素案では、次の取り組みが必要としている。


1:ケアマネの処遇改善と事務負担の軽減

2:ケアマネの役割の明確化

3:研修の充実

4:インフォーマルサービスも盛り込んだケアプランの作成の推進

5:地域ケア会議の積極的な活用など、ケアマネが専門家と相談しやすい環境の整備


■賃上げ実現へ、「質の高いケアマネ」が議論の焦点に?

このうち、5については「介護報酬上の対応についても検討が必要」との文言も加えられた。それだけに、介護報酬改定に向けた議論では、ケアマネと多職種のさらなる連携を、報酬で後押しすることが検討されるのではないか。



(16日の社会保障審議会介護保険部会)


1は、ケアマネ不足への対応策として盛り込まれた。その具体的な文言は「ケアマネジャーの処遇の改善等を通じた質の高いケアマネジャーの安定的な確保」だ。すべてのケアマネではなく、質の高いケアマネのみの賃上げが実施されると考えるべきだろう。もっとも、どんなケアマネが「質の高い」のかについては、介護保険部会で議論されたわけではない。この点は介護給付費分科会で焦点の一つになると思われる。

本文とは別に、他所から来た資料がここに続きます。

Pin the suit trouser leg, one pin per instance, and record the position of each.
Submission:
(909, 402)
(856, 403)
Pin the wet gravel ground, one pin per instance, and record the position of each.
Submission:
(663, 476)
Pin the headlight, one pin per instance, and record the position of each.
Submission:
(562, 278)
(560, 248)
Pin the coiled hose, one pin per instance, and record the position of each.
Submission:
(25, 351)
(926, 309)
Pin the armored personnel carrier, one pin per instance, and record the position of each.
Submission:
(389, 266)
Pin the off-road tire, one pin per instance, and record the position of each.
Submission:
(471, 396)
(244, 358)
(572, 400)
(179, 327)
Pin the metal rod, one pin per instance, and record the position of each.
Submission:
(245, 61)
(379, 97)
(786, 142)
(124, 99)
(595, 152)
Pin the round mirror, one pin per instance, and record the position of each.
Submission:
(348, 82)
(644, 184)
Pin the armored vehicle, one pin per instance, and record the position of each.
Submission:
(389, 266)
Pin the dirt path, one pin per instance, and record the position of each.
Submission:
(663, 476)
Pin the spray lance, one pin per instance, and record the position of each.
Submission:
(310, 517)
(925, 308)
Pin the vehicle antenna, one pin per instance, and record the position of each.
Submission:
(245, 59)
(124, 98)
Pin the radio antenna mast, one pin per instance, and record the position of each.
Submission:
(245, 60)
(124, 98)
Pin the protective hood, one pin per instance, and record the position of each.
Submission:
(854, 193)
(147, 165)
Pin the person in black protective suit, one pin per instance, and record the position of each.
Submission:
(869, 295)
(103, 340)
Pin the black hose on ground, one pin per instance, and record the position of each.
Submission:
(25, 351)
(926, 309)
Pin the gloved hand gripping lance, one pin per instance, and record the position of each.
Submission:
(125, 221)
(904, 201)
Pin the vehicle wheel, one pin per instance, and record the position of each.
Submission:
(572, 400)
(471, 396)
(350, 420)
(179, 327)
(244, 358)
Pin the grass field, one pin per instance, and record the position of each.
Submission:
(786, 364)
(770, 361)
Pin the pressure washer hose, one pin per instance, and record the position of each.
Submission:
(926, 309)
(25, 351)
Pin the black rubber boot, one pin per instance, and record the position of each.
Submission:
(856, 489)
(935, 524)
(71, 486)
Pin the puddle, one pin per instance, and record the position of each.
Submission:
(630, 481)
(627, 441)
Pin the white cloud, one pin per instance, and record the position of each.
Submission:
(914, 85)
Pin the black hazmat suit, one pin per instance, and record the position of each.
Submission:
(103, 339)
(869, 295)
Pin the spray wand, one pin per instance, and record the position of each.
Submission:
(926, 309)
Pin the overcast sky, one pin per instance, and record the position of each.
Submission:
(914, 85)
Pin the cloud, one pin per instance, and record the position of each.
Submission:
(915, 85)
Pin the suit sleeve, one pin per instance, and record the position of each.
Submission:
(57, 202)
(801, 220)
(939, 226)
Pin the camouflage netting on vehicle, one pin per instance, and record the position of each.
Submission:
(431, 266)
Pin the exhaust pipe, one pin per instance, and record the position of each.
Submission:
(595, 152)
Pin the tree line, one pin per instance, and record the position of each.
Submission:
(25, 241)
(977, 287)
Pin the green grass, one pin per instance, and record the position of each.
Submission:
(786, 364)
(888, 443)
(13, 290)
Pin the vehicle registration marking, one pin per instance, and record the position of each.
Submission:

2と3については、介護保険部会では具体的な議論が、ほとんど行われなかった。介護報酬と直結する内容ではないため、介護給付費分科会での議論の対象になるとも考えにくい。今後、なんらかの検討の場が設けられ、ケアマネの研修の見直しなどが進められる可能性がある。


■予防プランの委託促進、「報酬上での対応検討」

そのほか、素案では地域包括支援センターが担う介護予防ケアマネジメント(予防ケアプラン)について、「外部委託を行いやすい環境の整備を進めることが重要」とした上で、介護報酬上での対応の検討の必要性を指摘している。介護保険部会の議論では、予防ケアプランの委託料が低すぎることが、外部委託を進める際の“壁”になっているという意見もあった。来年の介護給付費分科会では、予防ケアプランの委託料の引き上げの是非も議論されることになるだろう。